The spatial.cosine.distance() function from the scipy module calculates the distance instead of the cosine similarity, but to achieve that, we can subtract the value of the distance from 1.
from scipy import spatial
List1 = [4, 47, 8, 3]
List2 = [3, 52, 12, 16]
result = 1 - spatial.distance.cosine(List1, List2)
print(result)
The numpy.dot() function calculates the dot product of the two vectors passed as parameters. The numpy.norm() function returns the vector norm.
I can use these functions with the correct formula to calculate the cosine similarity.
from numpy import dot
from numpy.linalg import norm
List1 = [4, 47, 8, 3]
List2 = [3, 52, 12, 16]
result = dot(List1, List2)/(norm(List1)*norm(List2))
print(result)
In the sklearn module, there is an in-built function called cosine_similarity() to calculate the cosine similarity.

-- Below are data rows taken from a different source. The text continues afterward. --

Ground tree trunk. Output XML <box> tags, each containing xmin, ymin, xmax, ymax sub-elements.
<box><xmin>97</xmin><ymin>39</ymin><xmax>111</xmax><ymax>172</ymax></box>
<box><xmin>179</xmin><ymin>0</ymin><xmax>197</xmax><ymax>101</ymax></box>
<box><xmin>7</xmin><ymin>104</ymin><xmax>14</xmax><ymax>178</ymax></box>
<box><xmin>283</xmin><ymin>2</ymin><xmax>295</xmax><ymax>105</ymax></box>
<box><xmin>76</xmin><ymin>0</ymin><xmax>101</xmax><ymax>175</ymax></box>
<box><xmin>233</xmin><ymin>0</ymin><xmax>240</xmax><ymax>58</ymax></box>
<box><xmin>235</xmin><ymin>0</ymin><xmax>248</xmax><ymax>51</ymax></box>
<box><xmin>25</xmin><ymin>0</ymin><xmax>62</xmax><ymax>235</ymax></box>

from sklearn.metrics.pairwise import cosine_similarity,cosine_distances
A=np.array([10,3])
B=np.array([8,7])
result=cosine_similarity(A.reshape(1,-1),B.reshape(1,-1))
print(result)
When I deal with N-dimensional tensors having shapes (m,n), I can use the consine_similarity() function from the torch module to find the cosine similarity.
import torch
import torch.nn.functional as F
t1 = [3,45,6,8]
a = torch.FloatTensor(t1)
t2 = [4,54,3,7]
b = torch.FloatTensor(t2)
result = F.cosine_similarity(a, b, dim=0)
print(result)
Which method should I use to get the best similarity results if I use 2d array using the above modules in python?